How under heaven did you …
SISTER, YOU WERE PROJECTING YOUR THOUGHTS OVER THE ENTIRE FOREST. IT WAS LIKE HIGH SPRING OUT THERE. A SWEATY TIDAL WAVE OF BARELY REPRESSED ADOLESCENT LUST DROWNING ALL BEFORE IT.
Gods, really?
THE MONKEYS IN PARTICULAR SEEMED … EXCITED.
She pressed her fists to her temples, glanced over her shoulder at Kin.
WELL, PERHAPS EXCITED IS THE WRONG WORD …
Yes, Buruu, I understand. Thank you.
TITILLATED?
Buruu …
ENGORGED, PERHAPS?
Oh my GODS, stop!
The treetops parted like water as they descended through the canopy, showers of severed green tumbling earthward in their wake. Away from the glare of the garish day, Yukiko pulled her goggles down around her throat, ran her hand across her eyes.
You could really hear what I was feeling?
LOUD AS THUNDER. AS IF I FELT IT MYSELF.
She chewed her lip, listening to the faint cacophony on the edge of her subconscious.
The Kenning has never been like this before, Buruu. Your thoughts are louder than I’ve ever heard. If I listen, I can hear every animal for miles. All those impulses and lives stacked atop one another. It’s deafening.
YOUR FATHER NEVER SPOKE TO YOU OF THIS?
He never even told me he had the gift. But, he drowned his Kenning in liquor and smoke. Maybe this is why? Maybe as we get older, it gets louder? Or maybe breaking Yoritomo’s mind did something to break mine?

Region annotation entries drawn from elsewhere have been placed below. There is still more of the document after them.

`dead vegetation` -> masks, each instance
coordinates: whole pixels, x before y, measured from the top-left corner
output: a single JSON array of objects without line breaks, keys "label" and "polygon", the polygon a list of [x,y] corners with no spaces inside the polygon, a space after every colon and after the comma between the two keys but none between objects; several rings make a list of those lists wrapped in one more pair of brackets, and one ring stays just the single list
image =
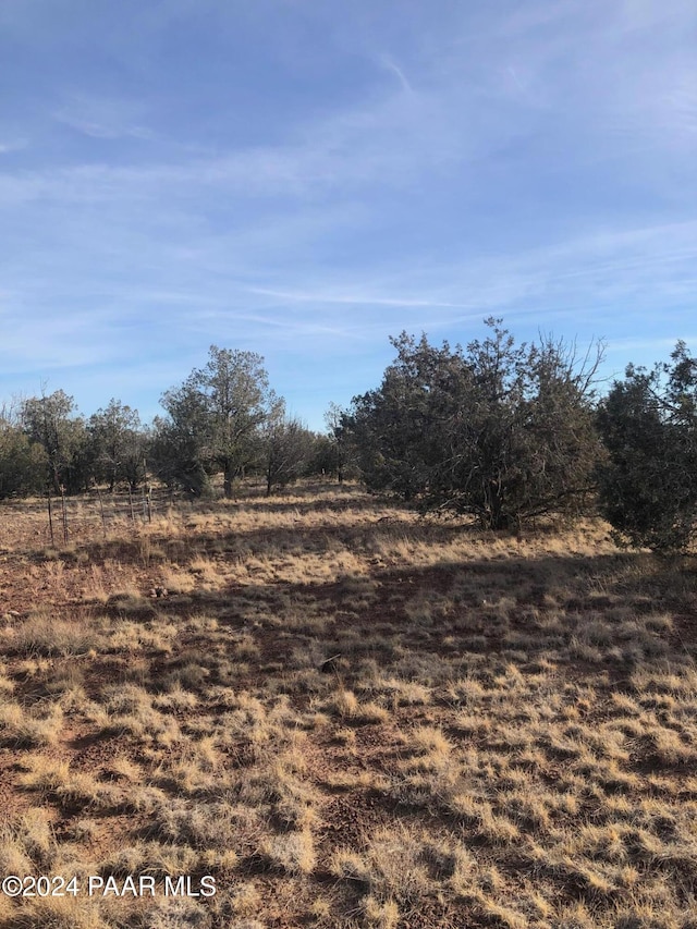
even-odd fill
[{"label": "dead vegetation", "polygon": [[0,870],[158,892],[0,895],[0,926],[695,925],[690,563],[355,489],[57,550],[4,515]]}]

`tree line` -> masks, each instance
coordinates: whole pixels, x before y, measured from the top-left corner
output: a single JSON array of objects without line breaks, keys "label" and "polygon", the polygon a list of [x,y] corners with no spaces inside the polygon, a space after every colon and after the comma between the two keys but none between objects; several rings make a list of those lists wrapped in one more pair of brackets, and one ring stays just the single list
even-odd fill
[{"label": "tree line", "polygon": [[629,365],[601,393],[601,343],[517,344],[501,320],[486,322],[487,337],[465,347],[392,339],[381,384],[348,408],[331,404],[325,433],[288,415],[260,355],[215,345],[148,426],[117,400],[88,419],[62,391],[25,400],[0,417],[0,497],[135,490],[149,477],[200,496],[217,475],[230,497],[245,475],[271,493],[331,474],[490,529],[600,512],[623,543],[689,548],[697,360],[685,344],[651,370]]}]

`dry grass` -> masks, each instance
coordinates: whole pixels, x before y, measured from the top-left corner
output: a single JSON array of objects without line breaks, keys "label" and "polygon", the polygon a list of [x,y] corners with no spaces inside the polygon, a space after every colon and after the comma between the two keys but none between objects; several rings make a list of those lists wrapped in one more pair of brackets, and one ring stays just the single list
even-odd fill
[{"label": "dry grass", "polygon": [[89,505],[0,521],[0,869],[158,894],[0,927],[694,926],[692,565],[352,489]]}]

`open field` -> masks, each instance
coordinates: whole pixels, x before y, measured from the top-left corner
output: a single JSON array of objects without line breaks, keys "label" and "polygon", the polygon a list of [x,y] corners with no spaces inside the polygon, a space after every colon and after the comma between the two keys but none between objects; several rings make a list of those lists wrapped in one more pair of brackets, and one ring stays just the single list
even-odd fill
[{"label": "open field", "polygon": [[78,888],[1,927],[697,927],[694,564],[327,487],[0,515],[0,872]]}]

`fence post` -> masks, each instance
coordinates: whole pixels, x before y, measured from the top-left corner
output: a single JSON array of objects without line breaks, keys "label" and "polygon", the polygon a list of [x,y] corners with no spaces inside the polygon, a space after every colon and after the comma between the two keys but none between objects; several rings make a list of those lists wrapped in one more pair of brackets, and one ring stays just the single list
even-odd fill
[{"label": "fence post", "polygon": [[51,530],[51,546],[56,548],[56,539],[53,538],[53,509],[51,506],[51,491],[47,490],[46,496],[48,497],[48,527]]},{"label": "fence post", "polygon": [[97,497],[99,498],[99,511],[101,512],[101,531],[107,541],[107,521],[105,519],[105,502],[101,499],[101,490],[97,488]]},{"label": "fence post", "polygon": [[65,488],[61,484],[61,510],[63,513],[63,543],[68,545],[68,513],[65,511]]}]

She sighed, ran her fingers through his feathers.
I don’t understand any of this, brother …
They circled past a copse of maidenhairs, knotted branches and shovel-tip leaves laden with rain. The soft scent of green rot entwined with the perfume of deepening autumn, the leaden smell of the storm above. Thunder rumbled somewhere distant, as if the clouds were great ironclads, splitting and burning and tumbling from the skies. Yukiko could hear the echoes of old screams, faint and metallic, somewhere inside her head. The humidity was unbearable, her body aching, sweat mixing with rain on her skin and stinging at the corners of her eyes.